Professeur Lazare Poamé (Titulaire de la Chaire UNESCO de Bioéthique) présente les avantages de l’Intelligence Artificielle et des biotechnologies pour l’Afrique

Professeur Lazare Poamé (Titulaire de la Chaire UNESCO de Bioéthique) présente les avantages de l’Intelligence Artificielle et des biotechnologies pour l’Afrique

27/09/2023 - 10:48
Professeur Lazare Poamé (Titulaire de la Chaire UNESCO de Bioéthique)  présente les avantages de l’Intelligence Artificielle et des biotechnologies pour l’Afrique
Professeur Lazare Poamé (Titulaire de la Chaire UNESCO de Bioéthique) présente les avantages de l’Intelligence Artificielle et des biotechnologies pour l’Afrique

Le Professeur Lazare Poamé, Titulaire de la Chaire UNESCO de Bioéthique, a donné, le jeudi 21 septembre 2023 à Abidjan, une conférence sur les enjeux de l’éthique de l’intelligence artificielle (IA) et des biotechnologies dans le cadre des activités de la Fondation Friedrich Naumann.

Cette conférence fait suite à l’Atelier qu’il a animé, à l’intention des jeunes chercheurs réunis au siège de ladite Fondation, sur les biotechnologies et l’éthique du chercheur et de l’inventeur. 

Dans ses propos liminaires, le conférencier a affirmé ce qui suit :

« Les interrogations sur les enjeux de l’éthique de l’IA et des biotechnologies pour l’Afrique font souvent l’impasse sur la question de l’intellection de ce qui se joue sur le continent avec la dynamique universalisatrice des technologies convergentes connues sous l’acronyme NBIC qui prend la place des NTIC ».

Définitions de l’IA et des biotechnologies. 

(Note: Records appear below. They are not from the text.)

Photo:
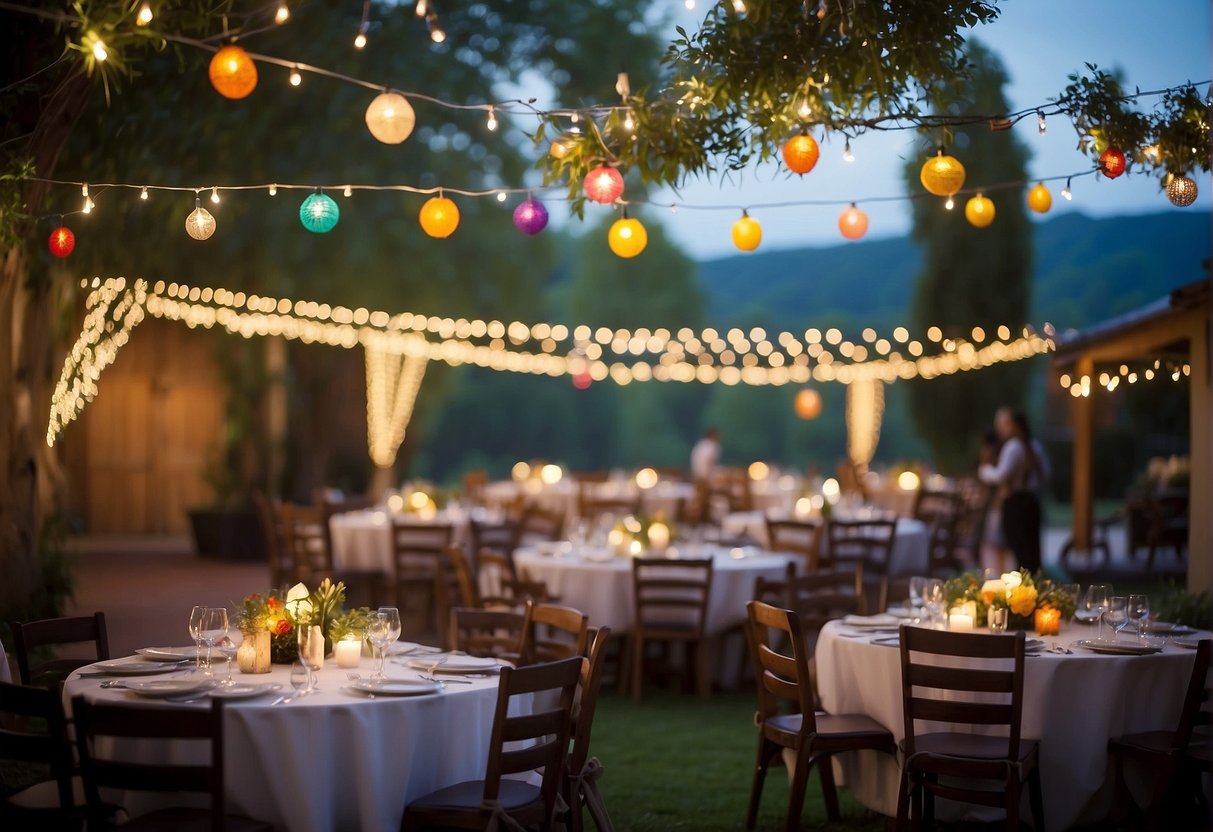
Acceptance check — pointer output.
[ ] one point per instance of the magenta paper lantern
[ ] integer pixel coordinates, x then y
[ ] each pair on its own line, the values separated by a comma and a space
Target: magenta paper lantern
530, 217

Il s’est attelé, ensuite, à définir les deux termes clés de sa thématique, à savoir l’IA et les biotechnologies. 

Voici la définition qu’il donne de l’IA, issue de la Recommandation de l’UNESCO sur l’éthique de l’IA : « l’IA désigne un ensemble de « systèmes capables de traiter les données et l’information par un processus s’apparentant à un comportement intelligent et comportant généralement des fonctions de raisonnement, d’apprentissage, de perception, d’anticipation, de planification ou de contrôle ».

Cette définition, selon le Professeur Lazare Poamé, a l’avantage de rapprocher les deux grandes formes d’IA que sont l’IA classique ou faible (weak Artificial Intelligence / narrow Artificial Intelligence) et l’IA forte (strong Artificial Intelligence).

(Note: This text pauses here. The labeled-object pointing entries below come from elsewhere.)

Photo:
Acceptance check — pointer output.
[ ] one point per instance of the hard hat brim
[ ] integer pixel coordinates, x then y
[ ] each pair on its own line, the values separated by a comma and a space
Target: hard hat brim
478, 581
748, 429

Quant aux biotechnologies, auxquelles il ajoute les OGM, la définition qu’il propose est celle du chercheur L-M. Houdebine :   elles désignent « …l’ensemble des applications de la biologie moléculaire des gènes et des protéines, bien qu’il soit possible d’inclure également dans cette notion des techniques qui ne relèvent pas directement du génie génétique (par exemple la fermentation) ».

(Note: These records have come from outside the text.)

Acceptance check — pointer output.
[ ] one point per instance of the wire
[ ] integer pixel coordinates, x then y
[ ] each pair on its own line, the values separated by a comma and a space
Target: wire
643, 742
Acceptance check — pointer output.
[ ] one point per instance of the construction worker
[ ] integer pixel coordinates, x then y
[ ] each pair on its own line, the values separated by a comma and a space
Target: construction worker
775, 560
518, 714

Domaines d’application de l’IA et des biotechnologies

Après avoir défini ces deux concepts, le Professeur Lazare Poamé a procédé à une énumération argumentée des différents domaines d’application de l’IA et des biotechnologies, à savoir l’agriculture, le commerce, la communication, l’éducation, la recherche et la santé.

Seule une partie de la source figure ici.